Environ 46% des puits mesurés en Californie ont vu leur niveau d'eau diminuer depuis 20 ans, selon un rapport de l'agence des ressources naturelles de Californie publié en octobre.
Et ces derniers jours, les sols reçoivent tellement d'eau d'un coup qu'ils saturent: ils sont incapables de pouvoir absorber les pluies torrentielles actuelles.
"L'eau souterraine est comme notre plan d'épargne retraite. C'est difficile à remplir et nous devons effectuer des retraits de manière très parcimonieuse", résume M. Pinter. "Le problème, c'est que beaucoup d'usagers en Californie retirent sur ce compte comme s'il s'agissait de leur épargne pour les aléas du quotidien."
Le secteur agricole, qui nourrit à lui seul une grande partie des Etats-Unis, puise notamment trop d'eau selon lui.
"Nous n'en finirons jamais avec les discussions sur la sécheresse en Californie, car elle est largement causée par la demande en eau", insiste ce spécialiste de la gestion de l'eau.

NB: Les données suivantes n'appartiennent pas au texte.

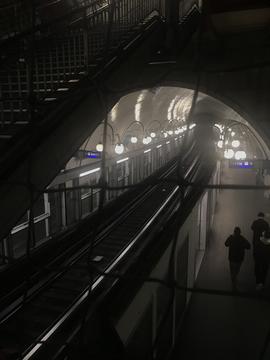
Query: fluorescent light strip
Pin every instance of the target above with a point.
(89, 172)
(122, 160)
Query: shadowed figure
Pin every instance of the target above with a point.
(259, 227)
(237, 245)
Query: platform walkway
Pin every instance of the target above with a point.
(218, 327)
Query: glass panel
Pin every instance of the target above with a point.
(55, 219)
(19, 241)
(39, 207)
(40, 231)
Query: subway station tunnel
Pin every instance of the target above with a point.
(134, 138)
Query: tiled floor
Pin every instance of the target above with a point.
(218, 327)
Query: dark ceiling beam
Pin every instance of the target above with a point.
(220, 6)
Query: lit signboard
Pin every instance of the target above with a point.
(88, 154)
(92, 154)
(241, 164)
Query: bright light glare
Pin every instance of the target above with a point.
(145, 141)
(119, 149)
(220, 144)
(122, 160)
(228, 154)
(134, 139)
(89, 172)
(240, 155)
(99, 147)
(235, 143)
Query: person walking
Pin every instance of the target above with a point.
(259, 227)
(237, 245)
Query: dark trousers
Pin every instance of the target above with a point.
(234, 269)
(261, 270)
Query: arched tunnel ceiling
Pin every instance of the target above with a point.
(160, 109)
(166, 105)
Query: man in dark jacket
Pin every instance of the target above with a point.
(259, 227)
(237, 245)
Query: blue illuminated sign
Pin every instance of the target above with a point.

Face au changement climatique qui augmente la fréquence des phénomènes météorologiques extrêmes, les experts insistent sur la nécessité d'améliorer la capacité des sols à retenir l'eau.
Pour M. Gleick, les autorités doivent ainsi adapter leur gestion aux défis du 21e siècle.

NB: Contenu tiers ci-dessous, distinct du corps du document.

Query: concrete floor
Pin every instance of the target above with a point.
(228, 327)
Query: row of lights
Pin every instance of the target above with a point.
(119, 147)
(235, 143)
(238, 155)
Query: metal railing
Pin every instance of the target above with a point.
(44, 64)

"La Californie a construit des digues pour protéger les habitants des inondations, mais elles empêchent les nappes phréatiques de se recharger", en bloquant le ruissellement, explique-t-il.
Désormais, il faut selon lui "agrandir les plaines inondables" (espace maximal d’expansion en cas de crue) le long des cours d'eau majeurs, "en reculant les digues pour laisser les rivières couler davantage".
"Plutôt que de croire que nous pouvons contrôler toutes les inondations, nous devons apprendre à vivre avec", résume-t-il. "Et quand certaines communautés sont victimes d'inondations à répétition, nous ne devrions pas reconstruire au même endroit."